EverMind Unveils MSA Architecture for 100M-Token Long-Term Memory in LLMs

Groundbreaking memory system delivers industry-leading performance at unprecedented scale

Mar. 19, 2026 at 7:04am

EverMind, a pioneer in AI memory infrastructure, has released a landmark research paper introducing a novel architecture called MSA (Memory Sparse Attention) that enables large language models to achieve efficient, end-to-end long-term memory at the unprecedented scale of 100 million tokens. Through a combination of innovative techniques, MSA overcomes the "Impossible Triangle" of LLM long-term memory and sets a new benchmark for scalability and precision.

Why it matters

This work represents a potential milestone in ushering in the new epoch of "Memory-as-a-Service", where memory can act as an independent, pluggable service freely combined with various reasoning cores (LLMs). It paints an exciting blueprint for the future development of the AI ecosystem, where user data and "memory assets" will no longer be locked into any single model or vendor.

The details

The MSA architecture is built on four key pillars of innovation: 1) Memory Sparse Attention, a differentiable, content-based sparsification mechanism that dynamically selects the most relevant memory subsets; 2) Document-wise RoPE, which decouples the internal relative position of a document from its absolute position in the global memory; 3) KV Cache Compression and Memory Parallel, an engineering solution that enables 100M-token inference on just two A800 GPUs; and 4) Memory Interleave, a mechanism that allows the model to perform multiple rounds of "generative retrieval → context expansion" loops for complex multi-hop reasoning.

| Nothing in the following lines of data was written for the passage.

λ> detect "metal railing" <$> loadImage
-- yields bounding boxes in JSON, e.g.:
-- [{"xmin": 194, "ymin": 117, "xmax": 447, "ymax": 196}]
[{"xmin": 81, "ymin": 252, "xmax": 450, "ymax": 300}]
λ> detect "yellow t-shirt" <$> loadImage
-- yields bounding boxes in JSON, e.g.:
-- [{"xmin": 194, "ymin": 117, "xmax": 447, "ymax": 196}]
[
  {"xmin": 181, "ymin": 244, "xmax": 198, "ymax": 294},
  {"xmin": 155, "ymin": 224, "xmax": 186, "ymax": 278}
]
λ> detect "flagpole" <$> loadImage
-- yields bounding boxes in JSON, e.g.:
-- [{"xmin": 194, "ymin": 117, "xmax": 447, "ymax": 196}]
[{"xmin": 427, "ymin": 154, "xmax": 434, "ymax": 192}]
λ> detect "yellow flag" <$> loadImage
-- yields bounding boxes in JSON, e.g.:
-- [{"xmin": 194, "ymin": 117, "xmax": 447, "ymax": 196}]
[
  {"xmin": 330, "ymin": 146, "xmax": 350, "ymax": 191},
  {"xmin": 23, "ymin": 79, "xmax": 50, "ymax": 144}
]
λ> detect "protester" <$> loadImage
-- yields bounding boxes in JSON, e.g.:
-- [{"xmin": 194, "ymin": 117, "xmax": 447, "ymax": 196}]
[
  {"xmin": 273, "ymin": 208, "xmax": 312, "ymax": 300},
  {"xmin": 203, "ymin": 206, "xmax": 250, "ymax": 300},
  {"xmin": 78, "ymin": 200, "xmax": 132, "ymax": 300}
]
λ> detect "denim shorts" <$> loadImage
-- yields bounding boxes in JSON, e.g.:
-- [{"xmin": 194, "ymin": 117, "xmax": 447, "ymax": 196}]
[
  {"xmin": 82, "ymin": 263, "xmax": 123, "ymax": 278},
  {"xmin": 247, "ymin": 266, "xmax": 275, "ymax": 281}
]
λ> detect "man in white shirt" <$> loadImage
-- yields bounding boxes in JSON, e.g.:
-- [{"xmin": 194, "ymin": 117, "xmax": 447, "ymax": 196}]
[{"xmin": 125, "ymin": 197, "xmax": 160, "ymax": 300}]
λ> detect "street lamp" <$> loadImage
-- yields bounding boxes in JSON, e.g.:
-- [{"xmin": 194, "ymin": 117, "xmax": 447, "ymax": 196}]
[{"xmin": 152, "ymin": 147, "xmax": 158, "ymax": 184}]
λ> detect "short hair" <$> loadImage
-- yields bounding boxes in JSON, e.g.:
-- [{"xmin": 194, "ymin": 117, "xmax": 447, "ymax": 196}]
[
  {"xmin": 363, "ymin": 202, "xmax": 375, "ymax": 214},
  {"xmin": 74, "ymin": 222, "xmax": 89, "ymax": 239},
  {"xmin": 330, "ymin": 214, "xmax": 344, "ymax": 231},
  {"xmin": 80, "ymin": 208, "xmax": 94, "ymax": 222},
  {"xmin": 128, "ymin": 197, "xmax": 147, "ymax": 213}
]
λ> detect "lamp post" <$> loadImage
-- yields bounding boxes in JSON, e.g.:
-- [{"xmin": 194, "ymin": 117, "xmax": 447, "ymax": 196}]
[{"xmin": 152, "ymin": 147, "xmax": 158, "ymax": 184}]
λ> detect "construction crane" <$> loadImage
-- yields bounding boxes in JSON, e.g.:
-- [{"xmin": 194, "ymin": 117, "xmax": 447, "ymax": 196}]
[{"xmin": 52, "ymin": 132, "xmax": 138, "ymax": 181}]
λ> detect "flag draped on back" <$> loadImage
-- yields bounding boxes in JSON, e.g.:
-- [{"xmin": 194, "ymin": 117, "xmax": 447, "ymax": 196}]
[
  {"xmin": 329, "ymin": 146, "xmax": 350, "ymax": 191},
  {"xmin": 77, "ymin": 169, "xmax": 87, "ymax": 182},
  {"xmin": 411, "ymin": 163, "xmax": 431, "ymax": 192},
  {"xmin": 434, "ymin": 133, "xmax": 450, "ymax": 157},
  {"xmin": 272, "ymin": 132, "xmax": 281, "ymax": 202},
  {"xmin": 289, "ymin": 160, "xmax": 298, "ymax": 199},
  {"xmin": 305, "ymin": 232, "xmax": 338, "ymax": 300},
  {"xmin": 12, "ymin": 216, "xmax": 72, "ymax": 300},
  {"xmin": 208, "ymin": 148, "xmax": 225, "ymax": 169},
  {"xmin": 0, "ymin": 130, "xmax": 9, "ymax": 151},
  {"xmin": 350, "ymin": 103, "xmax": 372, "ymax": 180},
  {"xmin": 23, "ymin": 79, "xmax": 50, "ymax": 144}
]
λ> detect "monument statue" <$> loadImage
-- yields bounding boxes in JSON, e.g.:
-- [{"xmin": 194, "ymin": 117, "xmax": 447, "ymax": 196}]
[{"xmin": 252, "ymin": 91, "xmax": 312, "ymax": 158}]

  • On March 18, 2026, EverMind released the landmark research paper on MSA.
  • The paper is published on Zenodo and open-sourced on GitHub.

The players

EverMind

A pioneer in AI memory infrastructure and a core team deeply incubated by Shanda Group's founder, Tianqiao Chen, with the mission to conquer the long-term memory challenge of AI and move towards AI's Self-Evolving capability.

Shanda Group

The parent company of EverMind, with a strategic focus on building a "Discoverative AI" ecosystem that aims to enable AI to assist humans in discovering new knowledge and solving fundamental problems, rather than merely imitating and recombining existing information.

Got photos? Submit your photos here. ›

The takeaway

EverMind's MSA architecture represents a breakthrough in solving the long-standing challenge of long-term memory in large language models, paving the way for a new era of AI systems with true "lifelong memory" and the ability to engage in complex, multi-hop reasoning at unprecedented scale.